DPDP Implementation Roadmap and Phase Timeline
The DPDP Act unfolds across three implementation phases. Phase I (November 2025 forward) addresses core governance structures. Phase II (November 2026 onward) introduces consent manager requirements, enabling mechanism transparency. Phase III (May 2027) activates comprehensive substantive compliance obligations including breach notification, security safeguards, and user rights fulfillment. Organizations must understand these timelines and prepare systems progressively. Each phase introduces new compliance obligations, and organizations unprepared face regulatory penalties.
Consent Managers: Role and Regulatory Framework
Consent managers are intermediary entities that facilitate transparent data processing by communicating between data controllers and data principals. These entities maintain registers of data processing relationships, communicate data processing notices, and record user consents transparently. Organizations must engage approved consent managers to operate under Phase II requirements. This infrastructure creates a documented chain of accountability for data processing. The role differs from typical vendor relationships, as consent managers serve regulatory transparency functions beyond commercial data service provision.
Core DPDP Compliance Obligations
Organizations must obtain explicit consent before processing personal data, limiting use to declared purposes. Reasonable security safeguards must protect data from unauthorized access or breach. Data breach notifications must reach affected individuals within 72 hours for serious incidents. Users have rights to access collected data, correct inaccurate information, and request data deletion under specified circumstances. Organizations must document processing activities and maintain compliance records demonstrating adherence to DPDP requirements.
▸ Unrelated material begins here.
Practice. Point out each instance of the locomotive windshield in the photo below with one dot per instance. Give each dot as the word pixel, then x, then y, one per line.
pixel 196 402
Penalty Framework and Enforcement
Non-compliance attracts substantial penalties: up to INR 250 crore for failing to implement reasonable security measures, INR 200 crore for breaching notification or consent obligations, and INR 100 crore for other violations. The Data Protection Board of India conducts investigations and enforcement. Organizations failing to engage consent managers when required face penalties. Early compliance preparations reduce enforcement risk. Organizations should conduct data processing audits, identify gaps, and implement required infrastructure before each phase deadline.
Practical Preparation for Phase II Compliance
Organizations should map personal data flows comprehensively, identifying all processing activities and consent points. Evaluate available consent manager providers and assess vendor viability. Update privacy policies to explain data processing transparently and obtain affirmative user consent. Develop breach notification procedures meeting 72-hour timelines. Train employee teams on DPDP obligations and user data rights. Document all compliance activities. Organizations that prepare systematically avoid the compliance chaos that often accompanies rushed regulatory implementations.